Chrisanthou co-wrote and co-produced two songs from third album by Bailey Rae called The Heart Speaks in Whispers, which was released on 13 May 2016. Both songs were the first singles off the new album. He also has co-produced two further songs on the album. Chrisanthou produced Davy Knowles' album 'The Outsider' in 2015 and continues to nurture up-and-coming artists.

Chrisanthou co-wrote, mixed and produced "Show Me" by Gabrielle released in May 2018, her first release in nine years and it was featured on BBC Radio 2. Chrisanthou has also co-written, mixing and produced "Take A Minute", "Young and Crazy" and "Stronger" from Gabrielle's album Under My Skin, released on 17 August 2018.

Chrisanthou has also been working with UK based American singer Kate Earl and up-and-coming Scottish singer/songwriter Callum Beattie. Chrisanthou co-wrote and co-produced the song "Mouth Of A Tiger" with Callum and Jim Duguid on the new album People Like Us, released in May 2020. He also co-wrote/produced Braveheart with Beattie in 2018.

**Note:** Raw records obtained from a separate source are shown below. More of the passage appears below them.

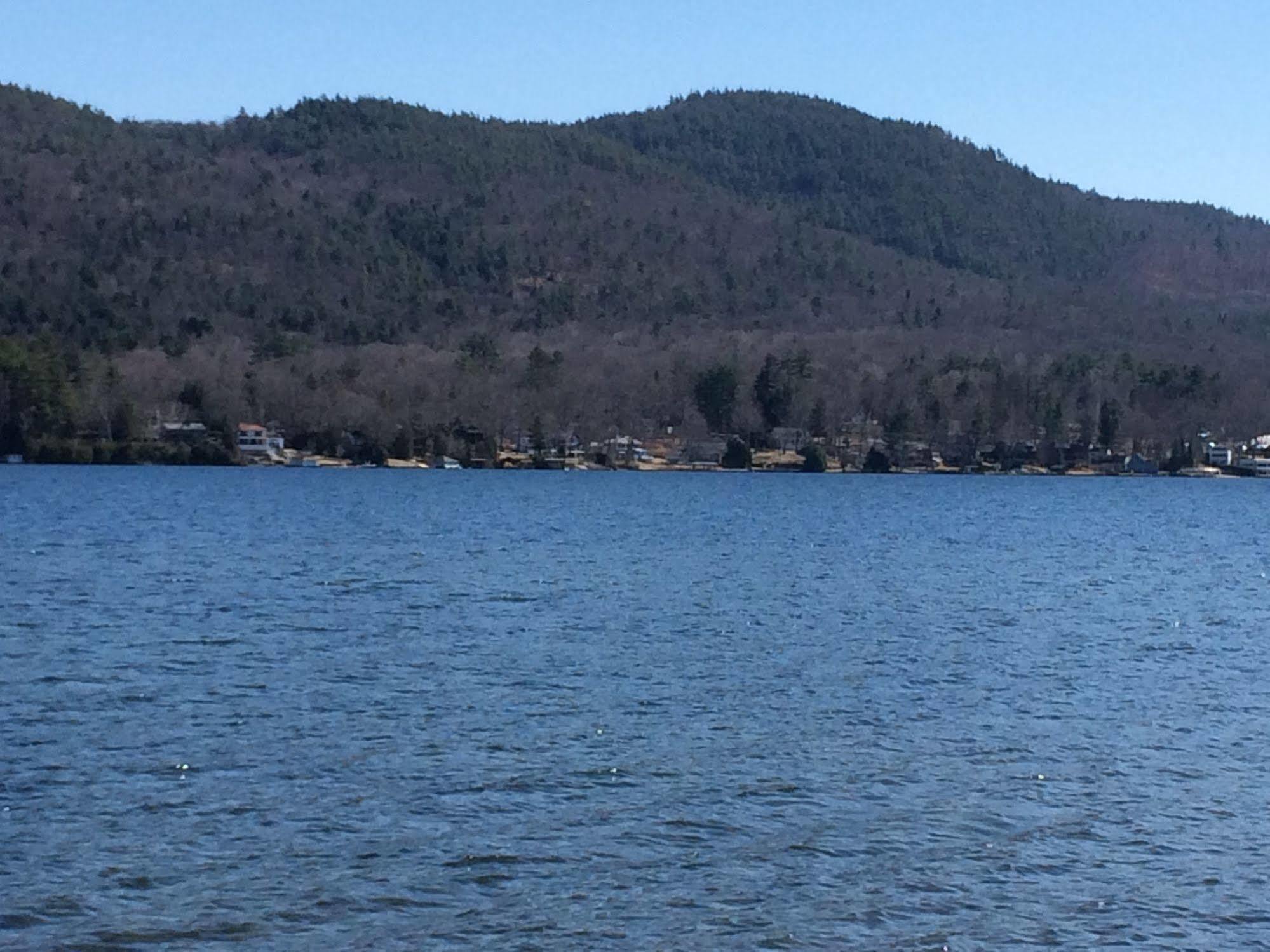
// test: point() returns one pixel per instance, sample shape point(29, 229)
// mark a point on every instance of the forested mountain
point(370, 265)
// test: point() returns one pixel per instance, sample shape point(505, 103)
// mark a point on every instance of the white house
point(1220, 456)
point(255, 439)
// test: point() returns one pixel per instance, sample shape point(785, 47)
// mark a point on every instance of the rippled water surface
point(579, 710)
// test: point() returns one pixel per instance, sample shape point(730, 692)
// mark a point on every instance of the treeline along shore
point(376, 281)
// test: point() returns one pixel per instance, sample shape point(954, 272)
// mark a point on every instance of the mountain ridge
point(722, 226)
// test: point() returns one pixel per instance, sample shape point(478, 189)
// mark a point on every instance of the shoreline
point(343, 465)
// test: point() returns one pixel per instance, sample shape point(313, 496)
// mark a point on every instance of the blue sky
point(1154, 99)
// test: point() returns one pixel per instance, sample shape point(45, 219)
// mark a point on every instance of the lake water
point(661, 711)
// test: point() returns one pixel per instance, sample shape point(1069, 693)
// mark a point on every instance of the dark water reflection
point(564, 710)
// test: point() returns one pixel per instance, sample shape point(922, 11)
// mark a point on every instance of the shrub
point(813, 459)
point(877, 461)
point(737, 456)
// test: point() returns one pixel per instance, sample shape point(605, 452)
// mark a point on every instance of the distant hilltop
point(375, 267)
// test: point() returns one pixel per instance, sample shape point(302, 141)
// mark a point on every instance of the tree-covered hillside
point(365, 264)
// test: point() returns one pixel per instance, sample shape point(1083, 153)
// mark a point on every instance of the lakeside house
point(257, 441)
point(1220, 456)
point(789, 439)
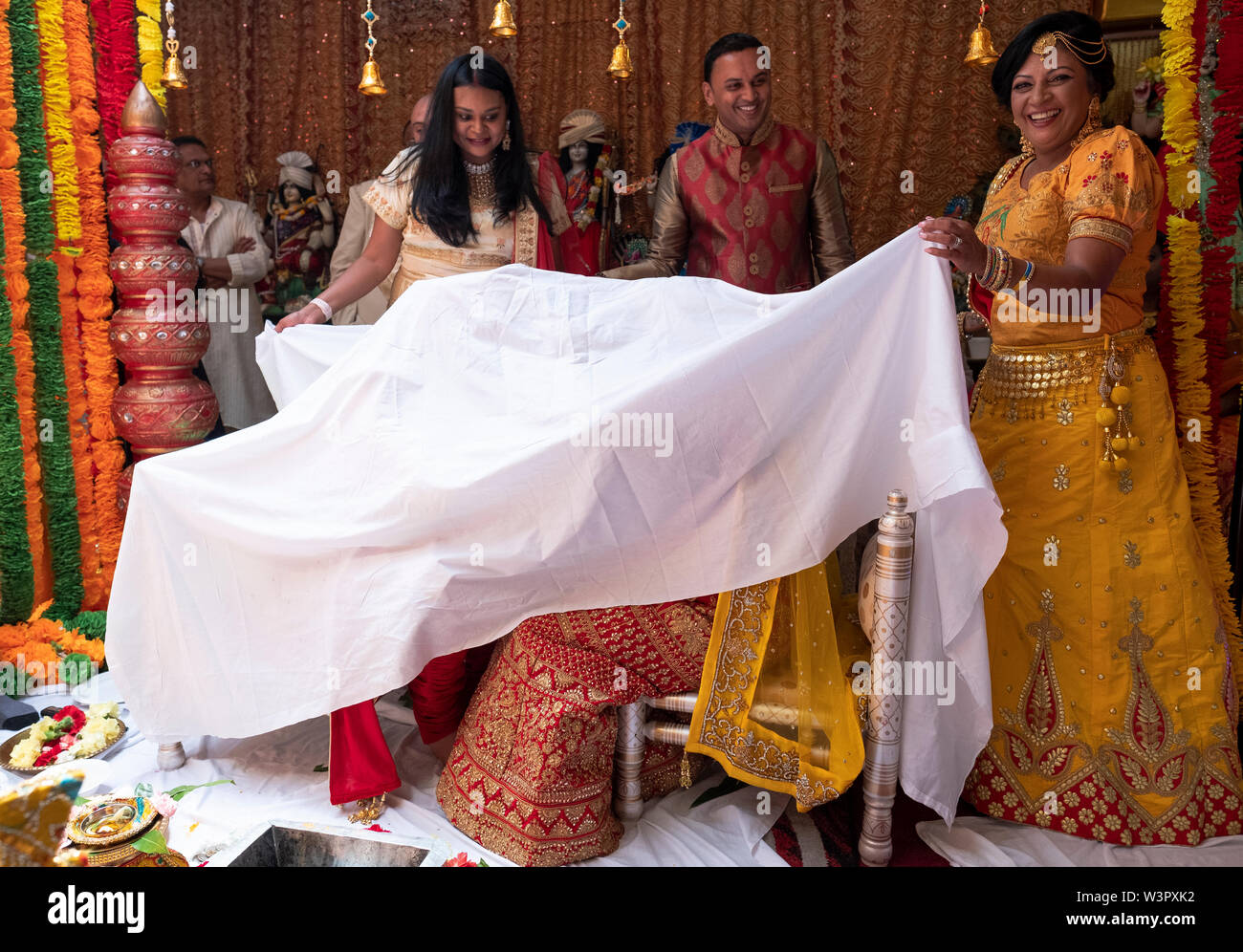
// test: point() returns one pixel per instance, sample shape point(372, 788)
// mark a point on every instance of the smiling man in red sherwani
point(752, 202)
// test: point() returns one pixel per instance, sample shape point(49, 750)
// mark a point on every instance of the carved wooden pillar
point(162, 405)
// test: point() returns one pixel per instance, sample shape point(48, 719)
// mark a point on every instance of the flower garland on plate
point(67, 216)
point(69, 736)
point(95, 302)
point(1185, 280)
point(51, 404)
point(24, 575)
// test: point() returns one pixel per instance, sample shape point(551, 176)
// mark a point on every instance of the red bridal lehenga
point(531, 773)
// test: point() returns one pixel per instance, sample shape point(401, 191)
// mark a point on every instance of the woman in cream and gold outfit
point(468, 199)
point(1114, 695)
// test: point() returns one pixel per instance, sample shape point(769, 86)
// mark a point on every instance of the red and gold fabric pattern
point(531, 773)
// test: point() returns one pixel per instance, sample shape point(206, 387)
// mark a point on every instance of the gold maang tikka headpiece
point(1082, 50)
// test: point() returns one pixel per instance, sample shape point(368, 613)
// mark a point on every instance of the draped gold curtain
point(1129, 53)
point(883, 85)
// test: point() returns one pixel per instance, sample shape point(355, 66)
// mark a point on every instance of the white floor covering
point(276, 781)
point(987, 841)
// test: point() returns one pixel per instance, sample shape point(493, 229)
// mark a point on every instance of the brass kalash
point(980, 50)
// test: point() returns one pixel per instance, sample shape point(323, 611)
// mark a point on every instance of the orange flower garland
point(45, 641)
point(17, 289)
point(95, 302)
point(69, 228)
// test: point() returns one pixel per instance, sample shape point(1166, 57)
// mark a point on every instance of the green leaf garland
point(51, 401)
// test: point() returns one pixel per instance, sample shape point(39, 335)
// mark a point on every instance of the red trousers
point(360, 764)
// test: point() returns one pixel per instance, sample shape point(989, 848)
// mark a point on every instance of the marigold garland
point(95, 298)
point(60, 132)
point(46, 641)
point(51, 406)
point(150, 49)
point(69, 231)
point(24, 554)
point(1185, 275)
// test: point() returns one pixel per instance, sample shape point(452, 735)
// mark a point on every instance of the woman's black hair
point(1073, 24)
point(593, 156)
point(440, 197)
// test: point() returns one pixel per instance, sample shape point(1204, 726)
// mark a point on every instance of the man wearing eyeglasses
point(225, 239)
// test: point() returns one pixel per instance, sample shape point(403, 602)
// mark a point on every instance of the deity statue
point(302, 230)
point(584, 185)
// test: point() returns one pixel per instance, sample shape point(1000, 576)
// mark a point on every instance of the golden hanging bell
point(174, 76)
point(502, 20)
point(981, 51)
point(372, 83)
point(621, 66)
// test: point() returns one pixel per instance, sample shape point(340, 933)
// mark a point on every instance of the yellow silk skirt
point(775, 703)
point(1114, 700)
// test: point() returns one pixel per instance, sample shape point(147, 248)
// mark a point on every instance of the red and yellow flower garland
point(67, 215)
point(1185, 275)
point(95, 300)
point(33, 558)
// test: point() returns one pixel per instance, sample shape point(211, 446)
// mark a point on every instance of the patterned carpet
point(829, 835)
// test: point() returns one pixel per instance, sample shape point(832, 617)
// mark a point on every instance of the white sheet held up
point(469, 464)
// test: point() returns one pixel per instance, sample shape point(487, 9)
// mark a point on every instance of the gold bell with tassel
point(174, 76)
point(621, 66)
point(502, 20)
point(980, 51)
point(372, 83)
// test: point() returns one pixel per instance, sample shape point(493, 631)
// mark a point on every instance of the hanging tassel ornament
point(980, 51)
point(174, 76)
point(502, 20)
point(621, 67)
point(1114, 414)
point(372, 83)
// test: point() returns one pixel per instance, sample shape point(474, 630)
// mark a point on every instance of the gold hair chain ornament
point(1081, 49)
point(621, 66)
point(372, 83)
point(368, 810)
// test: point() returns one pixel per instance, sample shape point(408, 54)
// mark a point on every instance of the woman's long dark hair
point(442, 190)
point(1073, 24)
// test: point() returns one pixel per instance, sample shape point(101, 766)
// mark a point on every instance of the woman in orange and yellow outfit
point(1114, 696)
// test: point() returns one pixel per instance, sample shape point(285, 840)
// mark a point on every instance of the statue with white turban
point(302, 228)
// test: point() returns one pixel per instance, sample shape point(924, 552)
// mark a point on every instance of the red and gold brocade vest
point(747, 207)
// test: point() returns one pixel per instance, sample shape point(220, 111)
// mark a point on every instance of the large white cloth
point(431, 489)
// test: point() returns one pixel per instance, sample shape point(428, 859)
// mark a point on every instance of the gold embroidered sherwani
point(767, 215)
point(774, 707)
point(1114, 701)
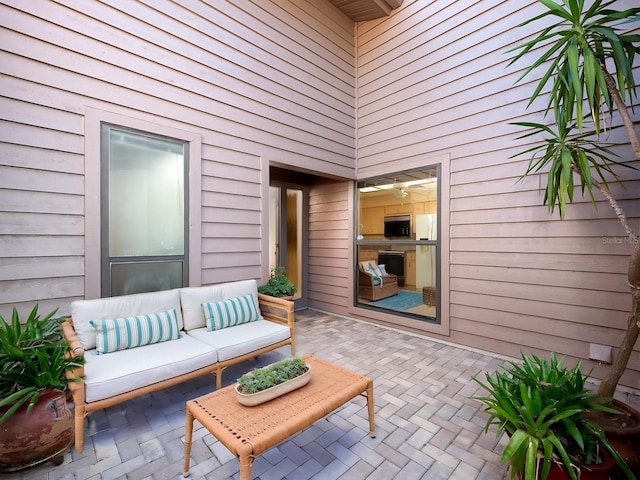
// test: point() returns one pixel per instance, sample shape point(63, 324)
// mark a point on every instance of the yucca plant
point(278, 284)
point(579, 45)
point(33, 357)
point(539, 404)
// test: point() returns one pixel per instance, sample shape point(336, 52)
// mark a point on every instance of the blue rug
point(403, 301)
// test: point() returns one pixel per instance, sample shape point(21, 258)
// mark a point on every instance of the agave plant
point(579, 45)
point(33, 357)
point(539, 404)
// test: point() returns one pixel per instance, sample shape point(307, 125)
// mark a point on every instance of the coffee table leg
point(188, 434)
point(245, 459)
point(372, 424)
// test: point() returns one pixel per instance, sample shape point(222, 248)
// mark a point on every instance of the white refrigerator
point(426, 229)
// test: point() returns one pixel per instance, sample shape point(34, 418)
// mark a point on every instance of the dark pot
point(600, 471)
point(623, 432)
point(42, 434)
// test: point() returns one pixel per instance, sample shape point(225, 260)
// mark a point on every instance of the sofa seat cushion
point(247, 337)
point(126, 370)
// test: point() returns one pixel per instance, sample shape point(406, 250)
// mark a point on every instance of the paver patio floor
point(427, 425)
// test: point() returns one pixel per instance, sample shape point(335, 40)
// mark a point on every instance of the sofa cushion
point(241, 339)
point(127, 370)
point(230, 312)
point(115, 334)
point(192, 299)
point(83, 311)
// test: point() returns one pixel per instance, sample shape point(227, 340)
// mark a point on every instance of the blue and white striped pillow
point(129, 332)
point(230, 312)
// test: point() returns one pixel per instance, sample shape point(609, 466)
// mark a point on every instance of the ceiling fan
point(400, 190)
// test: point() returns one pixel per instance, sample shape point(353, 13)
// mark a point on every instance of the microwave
point(397, 226)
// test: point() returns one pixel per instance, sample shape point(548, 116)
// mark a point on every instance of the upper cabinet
point(372, 221)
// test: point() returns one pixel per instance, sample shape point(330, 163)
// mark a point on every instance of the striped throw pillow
point(230, 312)
point(130, 332)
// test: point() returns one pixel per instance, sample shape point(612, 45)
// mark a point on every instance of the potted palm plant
point(589, 64)
point(35, 369)
point(539, 404)
point(278, 285)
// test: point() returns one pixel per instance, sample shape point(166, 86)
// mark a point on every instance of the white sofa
point(112, 377)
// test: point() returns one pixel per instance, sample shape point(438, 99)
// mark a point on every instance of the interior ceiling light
point(398, 186)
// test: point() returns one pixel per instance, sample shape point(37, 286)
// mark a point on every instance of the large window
point(398, 235)
point(144, 200)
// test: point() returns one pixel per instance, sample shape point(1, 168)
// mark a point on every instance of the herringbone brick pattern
point(427, 425)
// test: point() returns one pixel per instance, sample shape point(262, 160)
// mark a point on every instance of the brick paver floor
point(427, 425)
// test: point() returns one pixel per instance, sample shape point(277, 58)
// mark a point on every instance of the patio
point(427, 425)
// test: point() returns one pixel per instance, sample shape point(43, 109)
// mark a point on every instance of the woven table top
point(263, 426)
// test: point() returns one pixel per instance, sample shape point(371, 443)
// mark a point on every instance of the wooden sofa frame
point(368, 290)
point(274, 309)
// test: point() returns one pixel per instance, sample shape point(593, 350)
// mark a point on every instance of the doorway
point(288, 228)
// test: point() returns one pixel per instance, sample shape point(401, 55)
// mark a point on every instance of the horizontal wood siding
point(329, 267)
point(433, 79)
point(260, 82)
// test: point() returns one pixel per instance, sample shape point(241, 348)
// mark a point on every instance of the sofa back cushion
point(230, 312)
point(192, 299)
point(83, 311)
point(115, 334)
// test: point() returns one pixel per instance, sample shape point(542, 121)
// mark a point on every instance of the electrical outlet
point(600, 353)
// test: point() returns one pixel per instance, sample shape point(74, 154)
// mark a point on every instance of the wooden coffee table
point(249, 431)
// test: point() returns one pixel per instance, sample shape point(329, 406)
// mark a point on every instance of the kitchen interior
point(398, 227)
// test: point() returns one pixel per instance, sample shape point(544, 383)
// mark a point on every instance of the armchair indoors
point(374, 283)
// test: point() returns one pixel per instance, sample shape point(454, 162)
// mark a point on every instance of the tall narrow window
point(144, 226)
point(397, 240)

2020 has seen Chrisanthou involved with writing and production for new American neo soul artist, Nyah Grace. He co-wrote and produced eight songs on her album Honey-Coloured released in July 2020; "Honey Coloured", "Magnolia", "My Sista Told Me" (with Corinne Bailey Rae), "Sunday", "I Just Wish You Call Me", "And I Love Him", "Sooner or Later" and "Summer Luvin'". He mixed all the songs on the album.

Chrisanthou has formed a publishing company called Trinity Songs with John Beck (songwriter) and Matthew Rumbold.